Ici, au Drive Fermier Gironde, on est reconnaissant de travailler avec vous chaque semaine. Pourquoi avoir privilégié cet exemple de circuit court comme moyen de distribution ?
Nous avons connu le Drive Fermier pendant le 1er confinement, en Mars.
C'est une belle initiative de la Chambre, qui mérite d'être soutenue. Cela donne la possibilité aux citadins d'avoir accès à des produits du terroir, et de qualités. Cela permet de soutenir les producteurs, et de sensibiliser les consommateurs.
Je partage les valeurs que le Drive souhaite porter, c'est pour ça qu'on a décidé d'en faire partie.
De plus, ne faisant pas ou peu de marché sur bordeaux par manque de temps, alors qu'on a de la demande, cela permet aux bordelais d'avoir accès à nos produits !
Qu'est ce qu'il vous manque aujourd'hui pour être la plus sereine possible dans votre travail ?
Ce qui nous manque aujourd'hui, pour être plus sereine au travail, c'est une reconnaissance étatique et une légitimité dans notre métier! Comme dit plus haut, le métier d'herboriste a été aboli sous Vichy. L'industrie pharmaceutique a obtenu le monopole de la santé, et les herboristes se retrouvent dans l'illégalité d'exercer.
C'est très angoissant au quotidien de toujours devoir faire attention à ce qu'on dit, aux conseils qu'on donnent, à ce qu'on écrit, par peur d'être sanctionné, puisque nous ne sommes pas médecins. Malgré nos connaissances, nous n'avons pas le droit de dire à notre client que telle ou telle plante est digestive, calmante, tonique, etc. Pas d'allégations thérapeuthiques. Cela nous oblige à toujours trouver des subterfuges, des noms originaux qui sous-entendent la fonction d'une tisane, pour que le client soit autonome au maximum. Nous souhaiterions que l'Etat réhabilite le métier d'herboriste, ainsi, nous serions en paix.

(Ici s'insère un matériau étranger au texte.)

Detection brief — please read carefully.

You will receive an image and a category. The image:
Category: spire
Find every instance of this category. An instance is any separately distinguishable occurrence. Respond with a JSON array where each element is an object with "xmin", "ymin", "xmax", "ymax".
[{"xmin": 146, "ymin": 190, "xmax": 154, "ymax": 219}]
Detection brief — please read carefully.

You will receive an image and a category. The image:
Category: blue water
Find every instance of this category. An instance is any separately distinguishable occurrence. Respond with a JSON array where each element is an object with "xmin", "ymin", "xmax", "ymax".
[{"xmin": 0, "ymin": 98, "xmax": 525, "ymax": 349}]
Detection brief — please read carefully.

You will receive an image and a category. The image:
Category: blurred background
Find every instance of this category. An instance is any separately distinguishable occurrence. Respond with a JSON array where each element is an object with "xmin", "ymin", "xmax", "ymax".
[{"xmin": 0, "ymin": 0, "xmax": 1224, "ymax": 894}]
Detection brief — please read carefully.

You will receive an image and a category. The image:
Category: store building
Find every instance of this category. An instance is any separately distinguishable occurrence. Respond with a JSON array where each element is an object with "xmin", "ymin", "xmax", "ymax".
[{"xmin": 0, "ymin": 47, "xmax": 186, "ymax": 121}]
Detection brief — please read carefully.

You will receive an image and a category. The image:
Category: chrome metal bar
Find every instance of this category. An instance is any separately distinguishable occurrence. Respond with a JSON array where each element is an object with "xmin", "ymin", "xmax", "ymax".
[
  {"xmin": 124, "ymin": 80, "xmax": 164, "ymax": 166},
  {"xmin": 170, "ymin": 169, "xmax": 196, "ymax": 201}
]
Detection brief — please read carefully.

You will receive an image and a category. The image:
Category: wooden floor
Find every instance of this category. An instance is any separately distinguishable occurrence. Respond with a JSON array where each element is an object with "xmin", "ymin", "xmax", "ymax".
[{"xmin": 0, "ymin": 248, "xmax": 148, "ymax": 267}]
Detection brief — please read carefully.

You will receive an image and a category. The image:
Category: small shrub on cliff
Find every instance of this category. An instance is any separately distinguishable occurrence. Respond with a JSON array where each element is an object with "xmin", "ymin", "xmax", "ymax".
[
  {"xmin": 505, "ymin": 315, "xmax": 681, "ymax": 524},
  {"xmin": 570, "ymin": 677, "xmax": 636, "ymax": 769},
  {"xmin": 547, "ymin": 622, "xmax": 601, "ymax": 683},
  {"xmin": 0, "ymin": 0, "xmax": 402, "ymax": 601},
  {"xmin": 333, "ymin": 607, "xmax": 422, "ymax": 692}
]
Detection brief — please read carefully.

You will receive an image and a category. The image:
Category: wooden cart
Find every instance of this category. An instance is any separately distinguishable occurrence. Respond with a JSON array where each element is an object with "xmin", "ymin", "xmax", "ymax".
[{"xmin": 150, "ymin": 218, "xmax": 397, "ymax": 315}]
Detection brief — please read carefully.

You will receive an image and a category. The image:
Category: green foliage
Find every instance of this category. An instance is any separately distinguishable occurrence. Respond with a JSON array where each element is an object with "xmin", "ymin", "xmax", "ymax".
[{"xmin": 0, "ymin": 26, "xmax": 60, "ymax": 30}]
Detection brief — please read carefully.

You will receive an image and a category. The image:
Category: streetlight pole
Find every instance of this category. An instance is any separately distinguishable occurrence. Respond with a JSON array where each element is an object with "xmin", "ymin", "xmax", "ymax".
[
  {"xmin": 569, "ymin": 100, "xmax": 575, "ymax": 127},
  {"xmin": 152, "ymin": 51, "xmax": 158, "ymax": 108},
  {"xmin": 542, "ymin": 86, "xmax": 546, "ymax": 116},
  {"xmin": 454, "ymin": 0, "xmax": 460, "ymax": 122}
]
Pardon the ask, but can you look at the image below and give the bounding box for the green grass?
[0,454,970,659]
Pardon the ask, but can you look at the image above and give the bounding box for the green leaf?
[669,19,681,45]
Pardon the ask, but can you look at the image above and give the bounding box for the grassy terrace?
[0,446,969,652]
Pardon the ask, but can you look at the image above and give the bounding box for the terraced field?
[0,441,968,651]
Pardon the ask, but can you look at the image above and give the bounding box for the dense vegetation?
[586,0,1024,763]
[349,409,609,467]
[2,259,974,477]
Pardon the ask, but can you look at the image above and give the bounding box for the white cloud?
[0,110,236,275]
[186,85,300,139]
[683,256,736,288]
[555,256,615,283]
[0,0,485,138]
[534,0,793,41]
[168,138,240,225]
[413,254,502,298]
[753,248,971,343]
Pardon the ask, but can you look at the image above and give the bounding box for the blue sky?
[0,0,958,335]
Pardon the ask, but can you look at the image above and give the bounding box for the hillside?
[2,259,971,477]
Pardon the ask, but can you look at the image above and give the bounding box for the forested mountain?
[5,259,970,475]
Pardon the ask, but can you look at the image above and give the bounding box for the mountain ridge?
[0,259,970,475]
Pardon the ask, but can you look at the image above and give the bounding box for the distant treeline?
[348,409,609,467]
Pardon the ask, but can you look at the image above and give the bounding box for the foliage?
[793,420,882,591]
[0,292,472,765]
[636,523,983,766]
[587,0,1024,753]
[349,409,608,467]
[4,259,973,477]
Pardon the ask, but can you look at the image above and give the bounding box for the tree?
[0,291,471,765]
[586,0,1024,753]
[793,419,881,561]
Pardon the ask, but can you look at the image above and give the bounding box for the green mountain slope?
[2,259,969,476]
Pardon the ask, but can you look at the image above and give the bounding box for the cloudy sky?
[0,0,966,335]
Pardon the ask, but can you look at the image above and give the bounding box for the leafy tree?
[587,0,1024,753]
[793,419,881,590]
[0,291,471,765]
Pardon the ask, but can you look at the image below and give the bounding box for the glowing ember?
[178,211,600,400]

Pour finir, quelle tisane nous conseilles-tu en ces temps froids ?
La tisane du moment, c'est la Résistance! Une tisane qui va nous accompagner tout au long de l'hiver, en renforçant notre système immunitaire.
Une tisane idéale contre les affections hivernales.
Sa composition:
Hysope, Fleurs de sureau, Cynorrhodon, Reine-des-prés, Echinacea, Sarriette, Thym, Ortie.
Posologie: 1 cuillère à café par tasse, ou une belle cuillère à soupe pour un litre. Verser l'eau frémissante sur vos plantes, et laisser infuser 15 minutes. A boire sans modération!